= Stephan Zipfel =

German psychotherapist

Stephan Zipfel (born 1962) is a German professor for psychosomatic medicine at the Eberhard Karls Universität Tübingen. He is currently Chair and Head of Department of Internal Medicine VI (Psychosomatic Medicine and Psychotherapy) at the University Medical Hospital in Tübingen and Vice Dean of the Medical Faculty. He specializes in eating disorders and is the Director of the Centre of Excellence for Eating Disorders (KOMET) at the University Hospital.

== Life ==
He trained as specialist in Internal Medicine and Psychosomatic Medicine and Psychotherapy at the University Medical Hospital Heidelberg, Germany, the Royal Free Hospital London, UK, and at the Department of Psychological Medicine, University of Sydney, Australia. He has done his PhD 2002 at the University of Heidelberg.

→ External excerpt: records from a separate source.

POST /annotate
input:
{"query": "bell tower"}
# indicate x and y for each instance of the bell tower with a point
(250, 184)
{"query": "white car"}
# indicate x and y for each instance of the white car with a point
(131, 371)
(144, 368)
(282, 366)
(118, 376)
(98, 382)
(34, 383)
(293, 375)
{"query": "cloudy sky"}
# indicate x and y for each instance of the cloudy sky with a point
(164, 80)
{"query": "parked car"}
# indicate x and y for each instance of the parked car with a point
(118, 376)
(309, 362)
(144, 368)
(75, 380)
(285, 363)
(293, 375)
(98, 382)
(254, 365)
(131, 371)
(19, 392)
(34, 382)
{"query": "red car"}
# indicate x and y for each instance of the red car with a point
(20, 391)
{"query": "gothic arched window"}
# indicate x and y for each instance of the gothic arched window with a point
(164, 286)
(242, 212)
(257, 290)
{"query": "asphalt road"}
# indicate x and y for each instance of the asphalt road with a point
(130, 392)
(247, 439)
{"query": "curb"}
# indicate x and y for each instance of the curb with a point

In 2004 he became Professor for Psychosomatic Medicine at the Eberhard Karls Universität Tübingen and Medical Director of the Department of Psychosomatic Medicine and Psychotherapy. In 2014 he co-founded the Centre of Excellence for Eating Disorders at the University of Tuebingen Tübingen (KOMET). In 2006 he became Vice Dean of the Medical Faculty, in this function he is responsible for the domain Medical Education and International Affairs.

He was President of the German College of Psychosomatic Medicine (DKPM) (2012-2018) and Secretary General of the International Federation of Psychotherapy (IFP). He is also President of the International College of Psychosomatic Medicine (ICPM).

== Research ==
Zipfel’s main research interests are eating and weight related disorders, somatoform disorders and functional somatic disorders, psycho-oncology, refugee mental health and academic medicine. In the ANTOP-study (2004) Zipfel and his colleagues compared cognitive behavioural therapy and best possible standard therapy to a new focal psychodynamic therapy for patients with anorexia nervosa, they had collectively developed.

He is on the advisory or editorial board of several international journals on psychosomatic medicine including Lancet Psychiatry, Psychotherapy and Psychosomatics, Frontiers in Psychiatry (section Psychological Therapy and Psychosomatics), European Eating Disorders Review, Nutrients

=== Awards ===

- 2002: Dres. Graute and Graute-Opperman Research Award
- 2014: Heigl Price for Psychotherapy
- 2017: Barz Research Price

== Publications ==

=== As editor ===
- with Monique C. Pfaltz, Ulrich Schnyder (eds.): Refugee Mental Health. Frontiers in Psychiatry 2019.
- with Stephan Herpertz, Martina de Zwaan (eds.): Handbuch Essstörungen und Adipositas, 3. Aufl. Springer, Berlin 2022.
- with Martina de Zwaan, Stephan Herpertz (eds.): Psychosoziale Aspekte der Adipositaschirurgie. Springer, Berlin 2019.
- with Florian Junne, Jana Denkinger, Jan Ilhan Kizilhan (eds.): Aus der Gewalt des „Islamischen Staates“ nach Baden-Württemberg. Evaluation des Sonderkontingents für besonders schutzbedürftige Frauen und Kinder aus dem Nordirak. Beltz Juventa, Weinheim 2019.

=== As author ===

- with Sandra Becker, Martin Teufel: Psychotherapie der Adipositas: Interdisziplinäre Diagnostik und differenzielle Therapie. Kohlhammer, Stuttgart 2015.
- with Hans-Christoph Friederich, Wolfgang Herzog, Beate Wild, Henning Schauenburg: Anorexia nervosa: Fokale psychodynamische Psychotherapie. Hogrefe, Göttingen 2014.